As Christians, and I'm guilty of failing at this...miserably...it us up to US to be our brother's keeper. WE are the ones who are supposed to reach out to those in need. God does not want us to just pay our taxes and decide, “The government's going to care for those poor people.” Nor does He want us to occasionally give to the food pantry when we could reach out, interact one-on-one with each other and truly get to know these people to help understand what they need to ultimately help themselves.
The UMC seems to have lost sight of that, as many pages of the conference's manual discuss social justice and the further involvement of government. There seems to be an entire bureaucracy built within the church itself, which is another form of government and yet another barrier between God's congregations in His churches and God. It's hard to bow down to the King, have any kind of relationship with Him or understand His purpose for you when you've got several people who think they know Him better, standing in the way.
But the major issue is that this dependency, and bureaucratic way of life filtering into the church, makes it easier for the church to be utilized to advance political causes. The UMC is imposing unnecessary forms of segregation on itself, with boards dedicated to causes for specific ethnic groups. To me, any emphasis on skin color or background is a political cause. The church has even funded discussion groups on college campuses with Jews and Muslims.

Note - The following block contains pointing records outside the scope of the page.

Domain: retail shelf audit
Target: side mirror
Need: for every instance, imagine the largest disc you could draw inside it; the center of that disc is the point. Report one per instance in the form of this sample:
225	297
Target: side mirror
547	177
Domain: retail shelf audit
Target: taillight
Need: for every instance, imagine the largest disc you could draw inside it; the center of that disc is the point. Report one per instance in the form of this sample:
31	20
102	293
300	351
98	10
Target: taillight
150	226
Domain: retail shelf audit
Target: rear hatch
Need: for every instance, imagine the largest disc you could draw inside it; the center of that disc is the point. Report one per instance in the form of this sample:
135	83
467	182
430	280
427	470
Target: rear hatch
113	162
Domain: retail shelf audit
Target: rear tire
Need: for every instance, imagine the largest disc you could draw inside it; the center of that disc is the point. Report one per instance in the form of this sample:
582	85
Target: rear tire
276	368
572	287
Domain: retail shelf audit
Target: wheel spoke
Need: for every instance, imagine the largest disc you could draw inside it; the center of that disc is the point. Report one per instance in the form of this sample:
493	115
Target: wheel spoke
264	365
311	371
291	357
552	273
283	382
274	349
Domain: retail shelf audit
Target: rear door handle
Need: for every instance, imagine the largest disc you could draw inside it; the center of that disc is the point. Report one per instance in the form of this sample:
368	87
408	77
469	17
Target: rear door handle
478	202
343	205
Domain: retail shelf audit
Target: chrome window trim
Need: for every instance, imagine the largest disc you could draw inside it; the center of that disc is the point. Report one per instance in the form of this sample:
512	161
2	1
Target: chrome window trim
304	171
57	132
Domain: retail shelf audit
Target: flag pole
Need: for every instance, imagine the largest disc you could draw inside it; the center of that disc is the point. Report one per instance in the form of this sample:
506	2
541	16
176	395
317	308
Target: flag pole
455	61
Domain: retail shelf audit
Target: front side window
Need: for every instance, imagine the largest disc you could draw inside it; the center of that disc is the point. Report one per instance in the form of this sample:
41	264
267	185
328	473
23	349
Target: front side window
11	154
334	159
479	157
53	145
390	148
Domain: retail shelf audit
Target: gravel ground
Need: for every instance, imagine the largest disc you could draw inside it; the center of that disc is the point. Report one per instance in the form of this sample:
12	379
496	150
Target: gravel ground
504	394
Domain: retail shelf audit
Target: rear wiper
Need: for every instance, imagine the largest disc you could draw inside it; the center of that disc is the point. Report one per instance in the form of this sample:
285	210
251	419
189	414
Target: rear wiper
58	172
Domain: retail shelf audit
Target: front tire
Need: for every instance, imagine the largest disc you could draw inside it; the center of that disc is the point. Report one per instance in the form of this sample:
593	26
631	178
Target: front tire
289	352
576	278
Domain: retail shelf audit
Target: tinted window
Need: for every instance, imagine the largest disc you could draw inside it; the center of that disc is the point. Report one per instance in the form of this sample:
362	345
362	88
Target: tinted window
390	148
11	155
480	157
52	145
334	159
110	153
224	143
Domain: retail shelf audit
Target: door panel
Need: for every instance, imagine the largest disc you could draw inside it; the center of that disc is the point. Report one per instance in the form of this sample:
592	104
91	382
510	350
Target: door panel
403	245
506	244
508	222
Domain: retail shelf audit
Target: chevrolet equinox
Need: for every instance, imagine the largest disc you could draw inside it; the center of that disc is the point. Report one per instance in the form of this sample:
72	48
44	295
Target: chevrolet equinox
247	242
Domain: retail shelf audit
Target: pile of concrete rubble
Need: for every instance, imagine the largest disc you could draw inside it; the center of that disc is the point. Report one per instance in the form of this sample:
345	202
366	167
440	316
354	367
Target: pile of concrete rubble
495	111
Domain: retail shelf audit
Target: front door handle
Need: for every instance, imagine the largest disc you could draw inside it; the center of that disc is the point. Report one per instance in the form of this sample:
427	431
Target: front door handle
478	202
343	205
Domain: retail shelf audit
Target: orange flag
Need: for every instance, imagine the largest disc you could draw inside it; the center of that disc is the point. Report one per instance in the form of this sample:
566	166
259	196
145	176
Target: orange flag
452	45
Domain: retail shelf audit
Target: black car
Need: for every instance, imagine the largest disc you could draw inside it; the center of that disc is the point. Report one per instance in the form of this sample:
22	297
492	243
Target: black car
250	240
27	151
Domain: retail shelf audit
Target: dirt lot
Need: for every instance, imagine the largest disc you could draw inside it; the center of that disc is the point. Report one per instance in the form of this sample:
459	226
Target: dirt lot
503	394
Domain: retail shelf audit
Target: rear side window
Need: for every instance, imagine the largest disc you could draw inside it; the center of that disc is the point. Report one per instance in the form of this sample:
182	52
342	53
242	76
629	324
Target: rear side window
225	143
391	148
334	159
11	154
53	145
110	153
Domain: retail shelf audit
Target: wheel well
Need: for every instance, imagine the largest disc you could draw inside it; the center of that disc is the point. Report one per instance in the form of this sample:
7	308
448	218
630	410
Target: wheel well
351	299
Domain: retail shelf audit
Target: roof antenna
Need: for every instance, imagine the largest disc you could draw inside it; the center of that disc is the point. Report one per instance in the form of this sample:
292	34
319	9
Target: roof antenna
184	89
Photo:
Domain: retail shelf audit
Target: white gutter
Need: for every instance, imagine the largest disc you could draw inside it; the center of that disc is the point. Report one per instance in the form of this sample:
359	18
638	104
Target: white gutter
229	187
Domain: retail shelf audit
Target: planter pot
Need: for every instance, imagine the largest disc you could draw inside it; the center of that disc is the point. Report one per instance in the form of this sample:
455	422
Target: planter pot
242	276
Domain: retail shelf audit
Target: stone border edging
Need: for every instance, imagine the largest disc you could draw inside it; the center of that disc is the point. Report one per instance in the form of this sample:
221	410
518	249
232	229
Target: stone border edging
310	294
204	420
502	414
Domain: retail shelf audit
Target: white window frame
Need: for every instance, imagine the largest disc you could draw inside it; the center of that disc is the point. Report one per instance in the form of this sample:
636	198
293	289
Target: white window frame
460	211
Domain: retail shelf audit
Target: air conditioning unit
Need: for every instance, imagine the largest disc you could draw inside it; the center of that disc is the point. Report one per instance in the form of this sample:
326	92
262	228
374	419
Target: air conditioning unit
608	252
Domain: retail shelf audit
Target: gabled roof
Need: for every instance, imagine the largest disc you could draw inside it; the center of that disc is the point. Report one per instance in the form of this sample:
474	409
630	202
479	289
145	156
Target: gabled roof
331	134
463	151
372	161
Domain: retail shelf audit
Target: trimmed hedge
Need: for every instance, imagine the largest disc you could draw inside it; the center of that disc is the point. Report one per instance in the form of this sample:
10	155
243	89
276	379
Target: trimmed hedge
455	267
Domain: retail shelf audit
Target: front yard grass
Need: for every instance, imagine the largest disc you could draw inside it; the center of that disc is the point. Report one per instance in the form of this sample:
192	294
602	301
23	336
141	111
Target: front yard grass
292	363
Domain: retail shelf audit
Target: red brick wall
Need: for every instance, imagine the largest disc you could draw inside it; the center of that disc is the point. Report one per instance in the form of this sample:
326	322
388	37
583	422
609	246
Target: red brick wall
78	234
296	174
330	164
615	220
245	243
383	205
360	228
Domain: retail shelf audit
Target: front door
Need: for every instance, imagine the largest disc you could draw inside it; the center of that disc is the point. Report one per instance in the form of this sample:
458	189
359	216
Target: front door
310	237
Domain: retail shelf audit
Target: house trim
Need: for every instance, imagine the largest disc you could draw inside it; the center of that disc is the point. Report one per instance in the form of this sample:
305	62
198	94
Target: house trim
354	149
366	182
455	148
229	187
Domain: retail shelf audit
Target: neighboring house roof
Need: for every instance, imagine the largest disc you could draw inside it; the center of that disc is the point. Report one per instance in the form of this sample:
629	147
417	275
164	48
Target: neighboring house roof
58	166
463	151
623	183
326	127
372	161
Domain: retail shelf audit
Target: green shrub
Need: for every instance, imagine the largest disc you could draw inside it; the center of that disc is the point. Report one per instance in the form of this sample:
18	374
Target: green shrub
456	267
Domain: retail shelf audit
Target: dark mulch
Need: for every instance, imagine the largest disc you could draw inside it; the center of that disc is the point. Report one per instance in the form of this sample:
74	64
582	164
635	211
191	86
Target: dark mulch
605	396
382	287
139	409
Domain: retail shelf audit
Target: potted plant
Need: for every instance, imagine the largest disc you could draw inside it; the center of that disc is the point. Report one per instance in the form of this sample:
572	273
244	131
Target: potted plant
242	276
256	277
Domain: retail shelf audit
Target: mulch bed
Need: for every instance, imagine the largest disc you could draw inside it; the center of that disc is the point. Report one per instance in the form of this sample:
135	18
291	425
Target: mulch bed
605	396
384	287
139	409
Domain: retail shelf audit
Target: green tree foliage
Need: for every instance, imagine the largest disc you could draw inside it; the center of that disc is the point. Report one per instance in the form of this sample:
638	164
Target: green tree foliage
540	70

I'm all for having an open dialogue with those of other faiths, but is this the wisest use of church funds at a time when churches struggle to keep their doors open? I was always taught that we are all one people, brothers and sisters in Christ, regardless of our ethnic backgrounds. Instead of specifically pointing out these groups, why don't we try to just come together as people of faith? Why should the church continue to focus on our differences instead of strengthening those ties that bind us?